Eversource must update its website by July 1 to indicate the availability of the new optional riders — beginning Nov. 1 — and allow customers to sign up for them ahead of the effective date.

In addition, Eversource needs to show “how it plans to proactively work with new and existing customers” to ensure customers select the best rate option, according to PURA. The riders will be available until PURA approves Eversource’s new rate schedules in the utility’s subsequent rate-case proceeding.

Two Letters

PURA Chair Marissa Gillett said the leadership of the General Assembly’s Energy and Technology Committee sent a letter in December 2020 that called attention to “the importance of considering targeted relief” for Connecticut’s small businesses amid “the devastating impacts” of the COVID-19 pandemic.

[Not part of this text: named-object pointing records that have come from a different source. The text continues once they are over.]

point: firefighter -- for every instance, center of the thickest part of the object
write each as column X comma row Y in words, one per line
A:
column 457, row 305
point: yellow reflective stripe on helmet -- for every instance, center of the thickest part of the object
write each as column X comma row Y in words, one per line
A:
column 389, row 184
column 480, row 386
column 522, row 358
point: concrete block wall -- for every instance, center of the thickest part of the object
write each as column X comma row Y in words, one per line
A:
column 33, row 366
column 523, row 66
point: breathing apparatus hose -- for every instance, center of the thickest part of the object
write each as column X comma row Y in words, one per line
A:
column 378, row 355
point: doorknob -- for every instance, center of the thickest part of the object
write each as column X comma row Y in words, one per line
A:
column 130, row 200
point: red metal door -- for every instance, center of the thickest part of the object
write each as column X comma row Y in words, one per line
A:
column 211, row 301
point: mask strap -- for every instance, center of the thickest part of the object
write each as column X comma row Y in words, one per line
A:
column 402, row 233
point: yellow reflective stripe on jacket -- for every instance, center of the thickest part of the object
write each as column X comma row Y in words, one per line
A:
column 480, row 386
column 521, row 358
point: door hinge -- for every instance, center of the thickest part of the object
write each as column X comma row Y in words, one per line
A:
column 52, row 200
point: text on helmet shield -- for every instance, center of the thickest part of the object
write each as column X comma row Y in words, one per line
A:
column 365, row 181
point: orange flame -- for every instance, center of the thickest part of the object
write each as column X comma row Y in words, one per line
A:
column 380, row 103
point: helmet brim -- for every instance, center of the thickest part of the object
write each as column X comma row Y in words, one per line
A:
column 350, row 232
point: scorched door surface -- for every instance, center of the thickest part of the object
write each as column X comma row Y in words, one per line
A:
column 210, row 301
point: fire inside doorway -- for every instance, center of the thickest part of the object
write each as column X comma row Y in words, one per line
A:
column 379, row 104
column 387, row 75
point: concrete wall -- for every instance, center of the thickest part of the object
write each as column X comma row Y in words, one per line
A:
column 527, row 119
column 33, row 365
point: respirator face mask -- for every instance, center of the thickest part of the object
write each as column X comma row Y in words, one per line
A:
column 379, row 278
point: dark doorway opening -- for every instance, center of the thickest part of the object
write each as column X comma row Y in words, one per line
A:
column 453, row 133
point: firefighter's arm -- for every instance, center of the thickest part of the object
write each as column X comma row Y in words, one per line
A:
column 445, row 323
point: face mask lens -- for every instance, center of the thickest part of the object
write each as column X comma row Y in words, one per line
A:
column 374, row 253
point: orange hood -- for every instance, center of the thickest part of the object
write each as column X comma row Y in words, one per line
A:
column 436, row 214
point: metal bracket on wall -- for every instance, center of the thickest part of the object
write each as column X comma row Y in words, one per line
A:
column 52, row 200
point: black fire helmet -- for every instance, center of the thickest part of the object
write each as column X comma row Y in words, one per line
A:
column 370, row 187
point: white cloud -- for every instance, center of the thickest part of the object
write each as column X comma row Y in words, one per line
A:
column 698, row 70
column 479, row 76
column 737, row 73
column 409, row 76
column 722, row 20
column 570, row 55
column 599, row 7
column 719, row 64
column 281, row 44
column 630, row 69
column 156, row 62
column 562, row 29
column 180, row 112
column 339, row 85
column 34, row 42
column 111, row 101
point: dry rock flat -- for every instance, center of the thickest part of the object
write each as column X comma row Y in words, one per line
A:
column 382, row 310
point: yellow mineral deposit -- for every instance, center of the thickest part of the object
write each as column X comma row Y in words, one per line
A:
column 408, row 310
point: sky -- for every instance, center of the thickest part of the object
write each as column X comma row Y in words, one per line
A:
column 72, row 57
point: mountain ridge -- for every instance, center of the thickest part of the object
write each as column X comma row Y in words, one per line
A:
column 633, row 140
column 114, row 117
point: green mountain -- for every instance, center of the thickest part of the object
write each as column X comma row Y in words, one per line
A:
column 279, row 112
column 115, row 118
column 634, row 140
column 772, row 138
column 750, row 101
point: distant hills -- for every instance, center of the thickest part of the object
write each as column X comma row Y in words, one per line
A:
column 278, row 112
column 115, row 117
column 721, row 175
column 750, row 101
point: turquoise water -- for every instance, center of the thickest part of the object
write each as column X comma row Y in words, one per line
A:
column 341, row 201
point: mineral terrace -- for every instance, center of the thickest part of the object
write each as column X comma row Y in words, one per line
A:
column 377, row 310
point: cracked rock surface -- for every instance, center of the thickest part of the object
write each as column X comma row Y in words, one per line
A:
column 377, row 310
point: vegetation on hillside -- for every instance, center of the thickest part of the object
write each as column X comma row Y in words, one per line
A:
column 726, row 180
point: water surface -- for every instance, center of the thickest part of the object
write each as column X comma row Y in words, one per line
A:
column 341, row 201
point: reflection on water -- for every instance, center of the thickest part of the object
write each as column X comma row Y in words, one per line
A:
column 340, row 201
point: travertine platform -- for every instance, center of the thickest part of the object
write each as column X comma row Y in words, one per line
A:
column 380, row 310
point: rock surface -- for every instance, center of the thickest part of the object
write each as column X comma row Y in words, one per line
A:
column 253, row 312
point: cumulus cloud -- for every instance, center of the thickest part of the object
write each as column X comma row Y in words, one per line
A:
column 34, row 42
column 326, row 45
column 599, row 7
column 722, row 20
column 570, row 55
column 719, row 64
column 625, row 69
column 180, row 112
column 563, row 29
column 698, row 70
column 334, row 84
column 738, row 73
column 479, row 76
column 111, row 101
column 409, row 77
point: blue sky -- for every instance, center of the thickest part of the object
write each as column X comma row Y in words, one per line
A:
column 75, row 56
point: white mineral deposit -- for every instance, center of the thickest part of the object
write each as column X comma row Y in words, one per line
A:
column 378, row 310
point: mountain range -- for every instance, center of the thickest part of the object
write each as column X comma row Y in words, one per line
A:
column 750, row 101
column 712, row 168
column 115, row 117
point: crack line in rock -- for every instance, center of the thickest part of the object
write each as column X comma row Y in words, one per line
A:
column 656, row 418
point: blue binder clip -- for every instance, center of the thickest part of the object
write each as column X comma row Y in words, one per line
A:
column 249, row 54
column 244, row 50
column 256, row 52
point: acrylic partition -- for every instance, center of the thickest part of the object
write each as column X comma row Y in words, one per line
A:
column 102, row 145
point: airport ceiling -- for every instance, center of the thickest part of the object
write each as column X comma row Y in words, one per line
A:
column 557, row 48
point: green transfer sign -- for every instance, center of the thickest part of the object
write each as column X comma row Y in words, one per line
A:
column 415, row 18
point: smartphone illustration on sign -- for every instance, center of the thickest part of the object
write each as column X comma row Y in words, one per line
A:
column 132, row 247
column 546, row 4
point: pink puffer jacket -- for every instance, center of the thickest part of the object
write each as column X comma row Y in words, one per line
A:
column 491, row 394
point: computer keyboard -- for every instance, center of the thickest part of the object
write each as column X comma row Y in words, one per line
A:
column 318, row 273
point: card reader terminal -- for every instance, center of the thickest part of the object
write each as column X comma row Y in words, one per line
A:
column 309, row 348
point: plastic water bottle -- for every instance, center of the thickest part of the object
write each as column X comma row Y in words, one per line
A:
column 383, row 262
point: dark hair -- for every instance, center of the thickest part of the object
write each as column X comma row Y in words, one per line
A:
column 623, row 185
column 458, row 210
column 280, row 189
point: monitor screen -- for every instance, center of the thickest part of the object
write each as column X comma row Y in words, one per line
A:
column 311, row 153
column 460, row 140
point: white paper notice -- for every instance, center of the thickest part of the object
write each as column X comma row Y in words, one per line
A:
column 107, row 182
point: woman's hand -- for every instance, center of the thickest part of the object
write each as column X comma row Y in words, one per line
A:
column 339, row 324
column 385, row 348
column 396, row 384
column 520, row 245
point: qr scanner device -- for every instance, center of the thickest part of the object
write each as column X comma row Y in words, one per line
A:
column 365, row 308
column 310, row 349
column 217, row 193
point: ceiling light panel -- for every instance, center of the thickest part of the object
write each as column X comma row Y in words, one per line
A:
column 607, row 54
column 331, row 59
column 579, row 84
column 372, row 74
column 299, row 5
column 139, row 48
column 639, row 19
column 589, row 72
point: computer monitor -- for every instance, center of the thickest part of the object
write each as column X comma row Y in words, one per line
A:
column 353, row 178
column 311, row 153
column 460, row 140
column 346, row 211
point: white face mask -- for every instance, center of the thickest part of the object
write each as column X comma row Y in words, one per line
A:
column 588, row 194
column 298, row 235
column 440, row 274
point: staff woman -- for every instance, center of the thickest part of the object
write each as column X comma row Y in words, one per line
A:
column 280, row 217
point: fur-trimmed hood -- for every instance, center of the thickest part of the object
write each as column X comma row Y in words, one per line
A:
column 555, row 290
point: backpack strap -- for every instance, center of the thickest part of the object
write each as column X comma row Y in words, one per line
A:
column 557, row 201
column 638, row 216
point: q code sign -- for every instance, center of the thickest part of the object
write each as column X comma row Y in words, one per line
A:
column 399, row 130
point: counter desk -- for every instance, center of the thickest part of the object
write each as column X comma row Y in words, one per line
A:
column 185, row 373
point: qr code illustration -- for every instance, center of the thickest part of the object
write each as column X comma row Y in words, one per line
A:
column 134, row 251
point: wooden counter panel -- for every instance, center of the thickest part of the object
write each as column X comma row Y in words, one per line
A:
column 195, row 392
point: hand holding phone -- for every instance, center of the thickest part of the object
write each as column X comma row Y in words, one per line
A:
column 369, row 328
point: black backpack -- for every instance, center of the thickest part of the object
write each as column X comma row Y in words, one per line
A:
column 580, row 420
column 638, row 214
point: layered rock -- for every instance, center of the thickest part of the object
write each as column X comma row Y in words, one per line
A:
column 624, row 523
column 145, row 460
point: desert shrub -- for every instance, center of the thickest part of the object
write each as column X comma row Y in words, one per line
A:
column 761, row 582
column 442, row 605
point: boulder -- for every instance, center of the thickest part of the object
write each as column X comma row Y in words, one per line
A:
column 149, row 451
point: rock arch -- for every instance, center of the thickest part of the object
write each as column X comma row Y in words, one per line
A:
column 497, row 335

The committee’s leadership specifically requested PURA consider implementing interim rate riders to help small businesses curb “wildly high bills despite being closed or operating at reduced hours” because of “high fixed charges (per kW).” PURA concluded that the development of optional rate riders was “in the public interest, and is consistent with current practices and tariff offerings, the Take Back Our Grid Act, and PURA’s statutory authority. “The Take Back Our Grid Act, which passed into law in the wake of Tropical Storm Isaias in 2020, gives PURA legal latitude to consider an “interim rate decrease, low-income rates and economic development rates” for Eversource and United Illuminating customers.

In an additional supporting letter submitted in April, the Department of the Energy and Environmental Protection said the state’s Conservation and Load Management Plan demonstrates that “a reduction in both kW and kWh usage provides broad societal and energy benefits to Connecticut’s ratepayers.” According to DEEP, rate designs that encourage reductions in both demand and overall kWh consumption further realize those benefits.

DEEP stated that generally, “volumetric charges are shown to incent energy efficiency, and the greater the fixed cost within a rate structure, the less motivated a customer will be to lower their energy usage.”

Additionally, DEEP said commercial and industrial energy efficiency programs drive down demand and bring Connecticut “closer to its decarbonization goals.” In 2020, they provided 82,133 tons of annual carbon dioxide emissions reductions and 952,749 tons of lifetime emissions reductions. Cleaner air resulting from the state’s energy efficiency and clean energy programs deferred over $5 million in public health costs last year.